Windows Insiders, members of Microsoft’s beta testing program, can finally get some hands-on time with Project Spartan, the company’s next-generation Web browser.
“Today, we’re excited to announce that Project Spartan is available for the first time for Windows Insiders to try out as part of the latest Windows 10 Technical Preview build for PCs,” said Joe Belfiore, corporate vice president of the Operating Systems Group at Microsoft, in a March 30 announcement. Project Spartan is available in build 10049 of the operating system, which is set to be released this summer.
For Microsoft, Project Spartan represents a break from the past. Featuring a new Web rendering engine, the browser marks a mobile-friendly departure from Internet Explorer (IE) and its legacy-preserving limitations, which have been criticized for fragmenting the development community and stymieing innovation on the Web.
Project Spartan is not only a new browser, but also emblematic of the Redmond, Wash., software giant’s new approach to the Web, according to Belfiore.
During the development process, “… we took a hard look at everything we were doing with the browser—from the way we engineered it, to the way we designed the user experience, to the way we approached compatibility and interoperability, to the way we interacted with our customers and Web developers, to the way we released it,” he stated in his blog post. “This led us to believe we needed to step forward into a new era of browsing at Microsoft” and create a browser “designed for the modern Web.”
Microsoft isn’t abandoning businesses with legacy Web applications, assured Belfiore. “This is why we will continue to make it easy for our enterprise customers to make Internet Explorer 11 the default browser via group policy,” he said.
Users who load up build 10049 will be able to try Project Spartan’s new features, although Belfiore cautioned that they “are still in an early, incomplete state.” These include Cortana, Microsoft’s virtual assistant, which first debuted on Windows Phone 8.1.
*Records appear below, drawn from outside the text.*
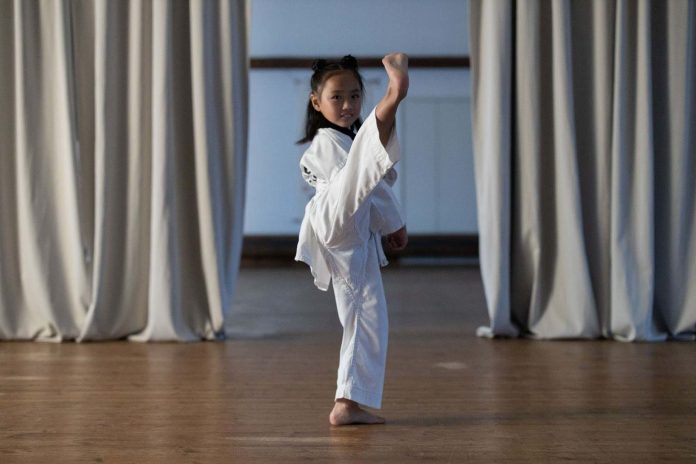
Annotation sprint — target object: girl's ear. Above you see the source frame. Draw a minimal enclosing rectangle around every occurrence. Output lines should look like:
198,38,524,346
309,93,321,113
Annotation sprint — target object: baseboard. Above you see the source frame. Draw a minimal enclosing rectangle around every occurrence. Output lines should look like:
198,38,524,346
242,234,478,262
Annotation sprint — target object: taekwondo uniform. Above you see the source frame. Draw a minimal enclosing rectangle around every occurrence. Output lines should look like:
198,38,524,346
295,110,404,408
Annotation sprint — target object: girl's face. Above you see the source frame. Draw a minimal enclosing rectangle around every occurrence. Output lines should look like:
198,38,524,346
311,71,362,128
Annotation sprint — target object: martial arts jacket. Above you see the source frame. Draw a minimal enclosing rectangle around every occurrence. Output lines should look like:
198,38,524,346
295,110,404,291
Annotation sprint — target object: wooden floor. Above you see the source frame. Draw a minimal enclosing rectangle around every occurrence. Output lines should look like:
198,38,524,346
0,267,696,464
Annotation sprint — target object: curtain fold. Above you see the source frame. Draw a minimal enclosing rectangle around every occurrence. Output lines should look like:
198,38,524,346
0,0,248,341
470,0,696,341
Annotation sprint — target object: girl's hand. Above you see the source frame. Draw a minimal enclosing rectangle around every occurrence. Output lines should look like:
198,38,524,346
385,226,408,251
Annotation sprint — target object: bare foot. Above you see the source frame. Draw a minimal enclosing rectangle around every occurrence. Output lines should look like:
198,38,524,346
329,398,385,425
382,53,408,100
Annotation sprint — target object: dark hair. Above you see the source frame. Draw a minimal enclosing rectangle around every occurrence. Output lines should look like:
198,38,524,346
297,55,365,145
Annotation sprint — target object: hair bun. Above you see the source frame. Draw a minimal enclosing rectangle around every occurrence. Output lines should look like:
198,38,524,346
312,59,326,72
341,55,358,69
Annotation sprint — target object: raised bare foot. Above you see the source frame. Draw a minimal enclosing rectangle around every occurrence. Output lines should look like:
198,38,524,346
382,53,408,100
329,398,384,425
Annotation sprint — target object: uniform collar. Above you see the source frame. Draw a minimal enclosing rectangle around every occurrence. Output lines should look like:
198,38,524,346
322,119,355,140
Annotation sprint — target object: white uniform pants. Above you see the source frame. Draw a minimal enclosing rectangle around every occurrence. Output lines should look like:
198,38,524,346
332,236,389,408
311,111,399,408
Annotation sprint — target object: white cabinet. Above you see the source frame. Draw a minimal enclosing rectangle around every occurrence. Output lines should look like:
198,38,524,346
245,69,477,235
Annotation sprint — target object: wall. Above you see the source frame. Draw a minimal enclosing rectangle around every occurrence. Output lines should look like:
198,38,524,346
245,0,477,235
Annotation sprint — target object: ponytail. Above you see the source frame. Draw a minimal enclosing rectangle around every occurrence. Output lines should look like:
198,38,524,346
297,55,365,145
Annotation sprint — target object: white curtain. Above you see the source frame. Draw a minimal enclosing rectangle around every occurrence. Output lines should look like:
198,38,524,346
0,0,247,341
470,0,696,341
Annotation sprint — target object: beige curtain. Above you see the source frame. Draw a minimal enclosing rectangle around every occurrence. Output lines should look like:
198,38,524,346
470,0,696,341
0,0,247,341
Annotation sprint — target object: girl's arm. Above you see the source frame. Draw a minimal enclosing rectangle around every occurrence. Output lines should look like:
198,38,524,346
375,53,408,146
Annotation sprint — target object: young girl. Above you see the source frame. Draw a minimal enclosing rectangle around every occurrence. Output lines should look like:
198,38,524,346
295,53,408,425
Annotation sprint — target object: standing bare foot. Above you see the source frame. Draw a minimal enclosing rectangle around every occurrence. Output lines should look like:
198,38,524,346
329,398,385,425
382,53,408,100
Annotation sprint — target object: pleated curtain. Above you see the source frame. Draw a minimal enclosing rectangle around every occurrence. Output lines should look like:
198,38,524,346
470,0,696,341
0,0,248,341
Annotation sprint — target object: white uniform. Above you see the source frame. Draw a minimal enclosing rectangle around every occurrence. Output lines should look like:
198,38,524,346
295,110,404,408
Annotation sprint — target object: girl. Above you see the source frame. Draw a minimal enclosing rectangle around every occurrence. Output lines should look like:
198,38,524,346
295,53,408,425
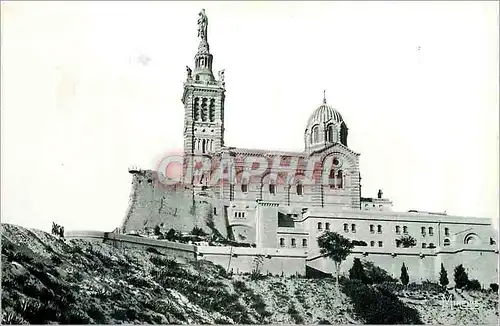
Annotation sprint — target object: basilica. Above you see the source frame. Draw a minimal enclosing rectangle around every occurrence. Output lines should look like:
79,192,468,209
122,10,498,283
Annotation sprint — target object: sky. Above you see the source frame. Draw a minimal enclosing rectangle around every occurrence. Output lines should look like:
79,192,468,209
1,1,499,231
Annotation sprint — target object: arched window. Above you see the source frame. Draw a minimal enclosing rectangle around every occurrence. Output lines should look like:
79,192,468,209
311,125,319,144
269,183,276,195
337,170,344,188
340,122,347,146
326,124,334,142
297,183,304,196
241,179,248,193
328,169,336,189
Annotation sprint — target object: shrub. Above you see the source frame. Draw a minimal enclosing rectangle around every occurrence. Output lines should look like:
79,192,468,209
454,264,469,289
190,226,207,237
50,255,62,265
149,256,179,269
342,280,422,324
288,306,304,324
153,225,162,236
363,260,397,284
349,258,369,284
400,263,410,285
146,247,163,256
465,280,481,291
439,263,450,287
396,235,417,248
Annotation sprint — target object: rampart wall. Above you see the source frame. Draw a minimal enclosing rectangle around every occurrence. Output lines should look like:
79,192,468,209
65,231,196,259
307,247,499,287
119,170,227,236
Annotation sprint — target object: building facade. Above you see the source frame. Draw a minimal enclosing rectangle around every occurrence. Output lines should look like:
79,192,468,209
120,11,498,283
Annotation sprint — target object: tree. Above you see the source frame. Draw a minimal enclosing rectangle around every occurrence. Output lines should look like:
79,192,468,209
453,264,469,289
400,263,410,286
439,263,450,287
349,258,368,284
191,226,207,237
154,225,161,236
396,235,417,248
165,229,175,241
318,231,354,291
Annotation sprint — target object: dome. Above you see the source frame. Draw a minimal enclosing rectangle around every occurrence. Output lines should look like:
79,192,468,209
304,92,347,151
307,103,344,127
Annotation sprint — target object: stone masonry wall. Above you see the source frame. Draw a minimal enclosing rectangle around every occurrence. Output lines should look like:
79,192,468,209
119,170,227,236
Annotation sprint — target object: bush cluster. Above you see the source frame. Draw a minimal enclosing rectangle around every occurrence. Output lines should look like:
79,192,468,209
342,280,422,324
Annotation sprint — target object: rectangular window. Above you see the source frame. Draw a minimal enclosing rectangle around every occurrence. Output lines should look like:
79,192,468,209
269,184,276,195
241,183,248,193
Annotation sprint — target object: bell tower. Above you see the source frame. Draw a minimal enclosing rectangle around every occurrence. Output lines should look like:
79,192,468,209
182,9,225,158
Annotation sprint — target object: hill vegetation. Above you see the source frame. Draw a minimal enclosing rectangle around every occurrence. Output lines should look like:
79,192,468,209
2,224,498,324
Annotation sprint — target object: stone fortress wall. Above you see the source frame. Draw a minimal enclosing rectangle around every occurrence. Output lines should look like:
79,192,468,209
115,171,498,286
119,169,227,236
65,231,307,276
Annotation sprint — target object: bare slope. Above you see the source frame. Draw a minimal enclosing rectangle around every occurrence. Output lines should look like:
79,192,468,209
2,224,498,324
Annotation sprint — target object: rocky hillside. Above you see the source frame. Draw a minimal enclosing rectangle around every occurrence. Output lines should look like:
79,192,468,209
2,224,498,324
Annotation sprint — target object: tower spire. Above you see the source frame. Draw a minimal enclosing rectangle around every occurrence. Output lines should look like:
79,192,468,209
194,9,215,82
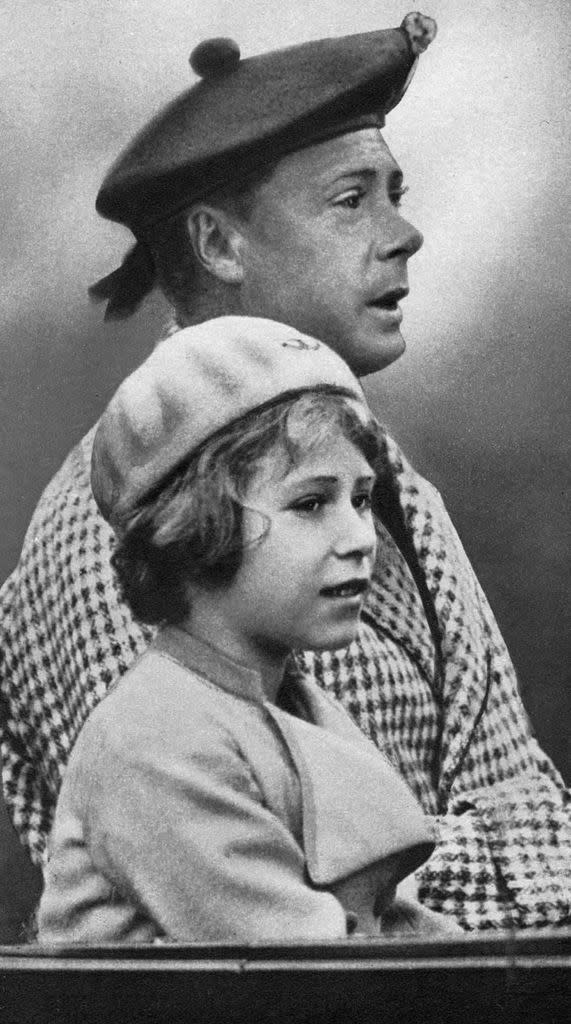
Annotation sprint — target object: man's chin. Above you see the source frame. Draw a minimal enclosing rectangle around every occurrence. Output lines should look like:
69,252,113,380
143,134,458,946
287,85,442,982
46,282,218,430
350,331,406,377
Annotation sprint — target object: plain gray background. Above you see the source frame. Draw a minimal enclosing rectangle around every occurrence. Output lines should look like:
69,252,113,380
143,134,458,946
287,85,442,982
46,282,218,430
0,0,571,937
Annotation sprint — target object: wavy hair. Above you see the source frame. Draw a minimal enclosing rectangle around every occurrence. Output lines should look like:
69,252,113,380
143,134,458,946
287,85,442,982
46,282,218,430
113,389,382,624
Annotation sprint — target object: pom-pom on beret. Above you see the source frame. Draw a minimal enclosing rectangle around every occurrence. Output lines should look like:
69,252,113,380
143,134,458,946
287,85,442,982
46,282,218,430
91,316,370,532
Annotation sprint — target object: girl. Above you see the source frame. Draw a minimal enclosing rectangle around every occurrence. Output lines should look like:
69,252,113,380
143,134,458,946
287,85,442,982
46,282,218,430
39,317,446,942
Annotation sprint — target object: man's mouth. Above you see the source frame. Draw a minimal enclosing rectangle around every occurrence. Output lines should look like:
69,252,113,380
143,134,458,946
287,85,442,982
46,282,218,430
368,288,408,312
319,579,368,597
“She remains in the background but provides additional information when you need it, making browsing easier and more efficient,” said Belfiore. “Cortana in Spartan will be available in the U.S. versions of this build, and available more broadly later.”
Project Spartan also features integration with OneNote, Microsoft’s free note-taking app, complete with stylus-based inking support. “Project Spartan enables you to write or type directly on the page, comment on what’s interesting or clip what you want—then easily share this ‘Web Note’ via mail, or a social network,” noted Belfiore. “Researching and collecting information from the Web is just as easy, as you can save your notes directly to OneNote.”
Finally, the new Reading List and Reading View features allow users to time-shift their online content consumption, added Belfiore. “Project Spartan helps with a beautiful new Reading List to collect everything you want to read, including the ability to save any webpage or PDF for convenient access later, and an integrated, distraction-free Reading View that keeps you focused on the content.”
Apart from Project Spartan, build 10049 of the Windows 10 preview fixes some issues that cropped up in build 10041, including the Photos app crashing bug. The newest version also prevents users from getting stuck during the initial setup if they manually lock their PCs (Windows Key + L).